SANS | publié le : 20.01.2004 |

La méthode de recrutement par simulation, développée par l'ANPE, remporte un vif succès auprès des entreprises : 350 groupes l'ont utilisée et 35 000 personnes ont été recrutées, depuis 1996. Jusqu'ici gratuite, elle pourrait être facturée aux DRH dans le courant de l'année.

Alain Caric, responsable emploi d'Accor, est rassuré. Il a peut-être trouvé une solution aux pénuries de main-d'oeuvre qui touchent son entreprise - près de 500 postes sont actuellement vacants dans le groupe. Après un premier test réussi à Toulouse, il va lancer, en février, un plan de recrutement via la simulation (ou méthode des habiletés), en Ile-de-France, et l'étendre, ensuite, en Rhône-Alpes et dans le Nord.

Une première dans l'histoire du groupe. Car, jusqu'ici, un hôtelier avait ses propres filières de recrutement : les écoles hôtelières ou le secteur touristique. Cette fois, la méthode sera radicalement différente, les recruteurs vont devoir embaucher des réceptionnistes et des serveurs en renonçant aux critères sélectifs habituels : diplôme, âge, expérience.

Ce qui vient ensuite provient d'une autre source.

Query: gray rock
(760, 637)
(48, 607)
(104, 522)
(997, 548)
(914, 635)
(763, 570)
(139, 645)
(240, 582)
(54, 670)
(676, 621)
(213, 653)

La sélection se fera sur le comportement et les savoir-faire du candidat.

Ne pas alimenter l'exclusion

A l'origine de cette méthode, Georges Lemoine, directeur départemental de l'ANPE de la Vienne, maître de conférence associé au département de sociologie de l'université de Poitiers. Il enseigne, également, à l'université d'Ottawa, au Canada, depuis 1986. C'est en essayant de trouver des solutions pour sortir les demandeurs d'emploi du chômage longue durée qu'il comprend que le diplôme n'est pas l'unique sésame pour l'emploi. « Si nous tenons compte des seuls critères de diplôme et d'expérience professionnelle, nous risquons d'alimenter la machine à exclusion qui ne donne pas ses chances aux non-diplômés, aux personnes qui ont dépassé 50 ans, aux femmes, à ceux qui n'ont pas d'expérience dans le métier concerné. »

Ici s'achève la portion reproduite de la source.